前端 - Practice analysis | How to segment real-time video portraits on the Web through WebAssembly - RTC 实时音视频

On May 15th, Agora Senior Architect Gao Chun participated in the first offline event "WebAssembly Meetup" organized by the WebAssambly community, and shared practical experience around the application of Agora on the Web real-time video portrait segmentation technology. . The following is the presentation sharing and finishing.

The RTC industry has developed rapidly in recent years, and online education, video conferencing and other scenes are booming. The development of the scene also puts forward higher requirements for the technology. As a result, machine learning is increasingly applied to real-time audio and video scenarios, such as super-resolution, beauty, and real-time bel canto. These applications also have the same requirements on the Web side, and they are also challenges faced by all audio and video developers. Fortunately, WebAssembly technology provides the possibility of high-performance computing on the Web.
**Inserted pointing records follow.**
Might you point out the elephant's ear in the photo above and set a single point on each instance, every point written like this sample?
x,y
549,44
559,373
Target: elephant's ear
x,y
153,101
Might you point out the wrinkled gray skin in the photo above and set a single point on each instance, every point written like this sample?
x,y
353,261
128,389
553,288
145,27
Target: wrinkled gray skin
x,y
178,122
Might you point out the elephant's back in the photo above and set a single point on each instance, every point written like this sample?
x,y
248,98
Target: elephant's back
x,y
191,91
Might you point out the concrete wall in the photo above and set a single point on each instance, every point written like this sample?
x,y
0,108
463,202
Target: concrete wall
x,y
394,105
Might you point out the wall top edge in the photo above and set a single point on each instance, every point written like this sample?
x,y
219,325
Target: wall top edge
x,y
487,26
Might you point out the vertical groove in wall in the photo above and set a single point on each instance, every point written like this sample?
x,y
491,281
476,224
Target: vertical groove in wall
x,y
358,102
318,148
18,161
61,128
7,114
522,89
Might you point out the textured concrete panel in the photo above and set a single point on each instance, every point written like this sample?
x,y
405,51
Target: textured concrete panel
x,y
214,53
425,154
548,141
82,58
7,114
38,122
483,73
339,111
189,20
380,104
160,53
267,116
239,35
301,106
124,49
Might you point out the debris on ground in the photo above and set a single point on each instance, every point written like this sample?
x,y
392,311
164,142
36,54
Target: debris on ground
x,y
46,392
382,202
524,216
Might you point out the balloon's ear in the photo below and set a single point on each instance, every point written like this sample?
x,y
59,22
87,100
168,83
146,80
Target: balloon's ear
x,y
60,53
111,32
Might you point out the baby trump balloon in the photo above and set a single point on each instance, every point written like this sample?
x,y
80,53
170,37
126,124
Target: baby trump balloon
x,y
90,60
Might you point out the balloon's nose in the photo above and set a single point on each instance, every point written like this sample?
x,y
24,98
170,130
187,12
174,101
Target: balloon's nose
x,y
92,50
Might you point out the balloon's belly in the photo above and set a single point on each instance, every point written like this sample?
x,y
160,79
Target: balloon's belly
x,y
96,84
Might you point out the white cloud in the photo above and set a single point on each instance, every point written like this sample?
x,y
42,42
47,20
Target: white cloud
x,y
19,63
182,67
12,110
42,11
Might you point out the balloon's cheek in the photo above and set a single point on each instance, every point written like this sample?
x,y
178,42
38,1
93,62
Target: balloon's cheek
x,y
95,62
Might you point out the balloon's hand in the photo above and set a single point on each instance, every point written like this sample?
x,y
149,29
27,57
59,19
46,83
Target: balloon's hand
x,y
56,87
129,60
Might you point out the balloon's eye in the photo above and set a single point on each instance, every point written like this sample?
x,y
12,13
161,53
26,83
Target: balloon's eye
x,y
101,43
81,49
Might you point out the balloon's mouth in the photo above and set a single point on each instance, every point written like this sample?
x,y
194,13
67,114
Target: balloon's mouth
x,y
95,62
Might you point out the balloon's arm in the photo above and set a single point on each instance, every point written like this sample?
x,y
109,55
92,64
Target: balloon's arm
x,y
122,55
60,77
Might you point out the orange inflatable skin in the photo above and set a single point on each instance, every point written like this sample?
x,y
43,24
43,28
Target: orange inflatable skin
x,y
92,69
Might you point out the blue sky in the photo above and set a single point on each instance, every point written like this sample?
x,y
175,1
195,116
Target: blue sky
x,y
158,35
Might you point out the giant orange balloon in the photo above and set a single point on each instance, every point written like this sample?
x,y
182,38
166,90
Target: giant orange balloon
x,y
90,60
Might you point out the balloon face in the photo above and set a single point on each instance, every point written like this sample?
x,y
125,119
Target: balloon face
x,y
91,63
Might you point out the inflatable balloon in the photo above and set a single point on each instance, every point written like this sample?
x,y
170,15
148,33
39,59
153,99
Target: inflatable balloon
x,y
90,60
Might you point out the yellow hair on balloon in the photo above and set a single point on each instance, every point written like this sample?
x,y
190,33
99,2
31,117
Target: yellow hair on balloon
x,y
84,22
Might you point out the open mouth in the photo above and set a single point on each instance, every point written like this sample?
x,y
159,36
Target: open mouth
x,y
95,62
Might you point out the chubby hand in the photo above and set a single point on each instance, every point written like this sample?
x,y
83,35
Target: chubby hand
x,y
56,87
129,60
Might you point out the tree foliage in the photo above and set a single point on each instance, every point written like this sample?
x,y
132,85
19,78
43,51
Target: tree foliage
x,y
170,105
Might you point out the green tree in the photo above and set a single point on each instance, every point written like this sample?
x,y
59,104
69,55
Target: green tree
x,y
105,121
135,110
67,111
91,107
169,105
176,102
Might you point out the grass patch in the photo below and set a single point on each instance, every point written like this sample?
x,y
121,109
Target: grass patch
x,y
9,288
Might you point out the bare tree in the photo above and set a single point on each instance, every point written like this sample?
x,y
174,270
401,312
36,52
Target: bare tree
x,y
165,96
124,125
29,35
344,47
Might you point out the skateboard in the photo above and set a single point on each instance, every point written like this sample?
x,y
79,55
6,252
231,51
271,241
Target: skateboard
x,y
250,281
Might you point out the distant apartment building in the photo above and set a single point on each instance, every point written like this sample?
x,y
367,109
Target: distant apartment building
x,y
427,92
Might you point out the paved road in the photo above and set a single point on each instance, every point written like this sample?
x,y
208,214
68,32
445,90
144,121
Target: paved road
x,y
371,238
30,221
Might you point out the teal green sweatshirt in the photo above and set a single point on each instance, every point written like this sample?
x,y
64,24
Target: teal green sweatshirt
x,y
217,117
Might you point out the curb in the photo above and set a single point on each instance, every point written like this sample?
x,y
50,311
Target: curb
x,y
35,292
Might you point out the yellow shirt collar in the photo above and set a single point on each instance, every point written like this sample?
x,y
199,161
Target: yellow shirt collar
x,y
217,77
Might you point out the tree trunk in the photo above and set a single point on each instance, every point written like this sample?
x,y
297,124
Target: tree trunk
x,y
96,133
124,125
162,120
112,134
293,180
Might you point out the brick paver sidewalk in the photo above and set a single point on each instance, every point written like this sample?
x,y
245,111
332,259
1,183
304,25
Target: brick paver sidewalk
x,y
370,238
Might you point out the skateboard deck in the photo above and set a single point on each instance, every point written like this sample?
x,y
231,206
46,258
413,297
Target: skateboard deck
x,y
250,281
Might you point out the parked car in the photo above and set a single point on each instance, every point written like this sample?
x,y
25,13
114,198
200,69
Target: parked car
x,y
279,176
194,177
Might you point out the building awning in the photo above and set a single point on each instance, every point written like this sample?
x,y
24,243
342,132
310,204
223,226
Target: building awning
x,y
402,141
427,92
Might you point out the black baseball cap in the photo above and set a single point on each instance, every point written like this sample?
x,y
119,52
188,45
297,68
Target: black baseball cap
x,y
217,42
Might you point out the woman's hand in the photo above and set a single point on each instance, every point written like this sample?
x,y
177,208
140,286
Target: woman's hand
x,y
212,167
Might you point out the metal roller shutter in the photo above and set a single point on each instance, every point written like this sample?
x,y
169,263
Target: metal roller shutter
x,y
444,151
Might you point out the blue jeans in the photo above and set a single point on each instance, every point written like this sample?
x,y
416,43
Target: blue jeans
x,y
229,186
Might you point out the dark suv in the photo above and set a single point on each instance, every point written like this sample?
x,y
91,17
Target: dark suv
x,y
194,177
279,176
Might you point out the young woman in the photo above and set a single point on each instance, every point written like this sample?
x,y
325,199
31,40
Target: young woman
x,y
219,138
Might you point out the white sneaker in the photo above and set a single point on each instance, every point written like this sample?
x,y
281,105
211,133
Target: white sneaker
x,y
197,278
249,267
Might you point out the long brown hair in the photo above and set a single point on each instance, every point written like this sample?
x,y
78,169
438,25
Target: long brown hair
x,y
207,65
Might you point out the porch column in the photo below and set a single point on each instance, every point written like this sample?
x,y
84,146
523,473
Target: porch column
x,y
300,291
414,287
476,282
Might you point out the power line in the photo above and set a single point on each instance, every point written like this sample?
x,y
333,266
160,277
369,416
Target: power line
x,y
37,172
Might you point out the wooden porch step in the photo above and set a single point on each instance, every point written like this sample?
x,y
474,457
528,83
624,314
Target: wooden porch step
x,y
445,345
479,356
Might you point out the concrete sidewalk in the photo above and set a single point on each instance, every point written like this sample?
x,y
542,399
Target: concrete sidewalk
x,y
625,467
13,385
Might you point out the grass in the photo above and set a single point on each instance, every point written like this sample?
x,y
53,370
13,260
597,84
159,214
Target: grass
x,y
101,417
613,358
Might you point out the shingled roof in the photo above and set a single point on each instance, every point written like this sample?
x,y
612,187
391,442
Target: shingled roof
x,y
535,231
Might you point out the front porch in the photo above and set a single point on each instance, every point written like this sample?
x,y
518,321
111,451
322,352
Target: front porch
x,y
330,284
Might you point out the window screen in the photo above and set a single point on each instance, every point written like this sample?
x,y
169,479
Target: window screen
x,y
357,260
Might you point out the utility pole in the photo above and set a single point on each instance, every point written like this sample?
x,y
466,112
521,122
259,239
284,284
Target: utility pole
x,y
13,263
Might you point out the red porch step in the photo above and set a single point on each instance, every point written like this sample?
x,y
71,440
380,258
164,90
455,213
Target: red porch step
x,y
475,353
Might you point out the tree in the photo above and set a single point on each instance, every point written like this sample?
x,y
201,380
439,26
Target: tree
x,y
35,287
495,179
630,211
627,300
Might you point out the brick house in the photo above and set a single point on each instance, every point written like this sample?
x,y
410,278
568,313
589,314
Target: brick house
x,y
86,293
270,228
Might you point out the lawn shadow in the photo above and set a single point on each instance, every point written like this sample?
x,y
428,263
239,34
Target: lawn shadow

We first explored and practiced the application of portrait segmentation on the Web side.

What scenes are video portrait segmentation used in?

When it comes to portrait segmentation, the first application scenario we think of is green screen matting in film and television production. After shooting the video in a green screen environment, after post-production, the background is replaced with a computer-synthesized movie scene.

Everyone should have seen another application scenario. On station B, you will find that the barrage of some videos will not obscure the characters on the screen, and the text will pass through behind the portrait. This is also based on portrait segmentation technology.

The portrait segmentation techniques listed above are all implemented on the server, and are not real-time audio and video scenes.

The portrait segmentation technology made by our sound network is suitable for real-time audio and video scenes such as video conferencing and online teaching. We can use portrait segmentation technology to blur the video background or replace the video background.

[⏸️Click to view video]

Why do these real-time scenarios need this technology?

A recent study found that out of an average of 38 minutes of conference call, a full 13 minutes were wasted dealing with interruptions and interruptions. From online interviews, presentations and employee training courses to brainstorming, sales pitches, IT assistance, customer support and webinars, all these situations face the same problems. Therefore, using a background blur or choosing one of many custom and preset virtual background options can greatly reduce interference.

Another survey showed that 23% of American employees said that video conferencing makes them feel uncomfortable; 75% said that they still prefer voice conferencing to video conferencing. This is because people do not want to expose their living environment and privacy to the public eye. Then by replacing the video background, this problem can be solved.

At present, most of the portrait segmentation and virtual background in real-time audio and video scenes run on the native client. Only Google Meet has used WebAssembly to achieve portrait segmentation in real-time video on the Web. The realization of the sound net is realized by combining machine learning, WebAssembly, WebGL and other technologies.

Realization of Web Real-time Video Virtual Background

Technical components and real-time processing flow of portrait segmentation

When doing web portrait segmentation, we also need to use these components:

WebRTC: To collect and transmit audio and video.
TensorFlow: As a framework for the portrait segmentation model.
WebAssembly: Do the realization of the portrait segmentation algorithm.
WebGL: GLSL implements image processing algorithms to process images after portrait segmentation.
Canvas: Final rendering of video and image results.
Agora Web SDK: Real-time audio and video transmission.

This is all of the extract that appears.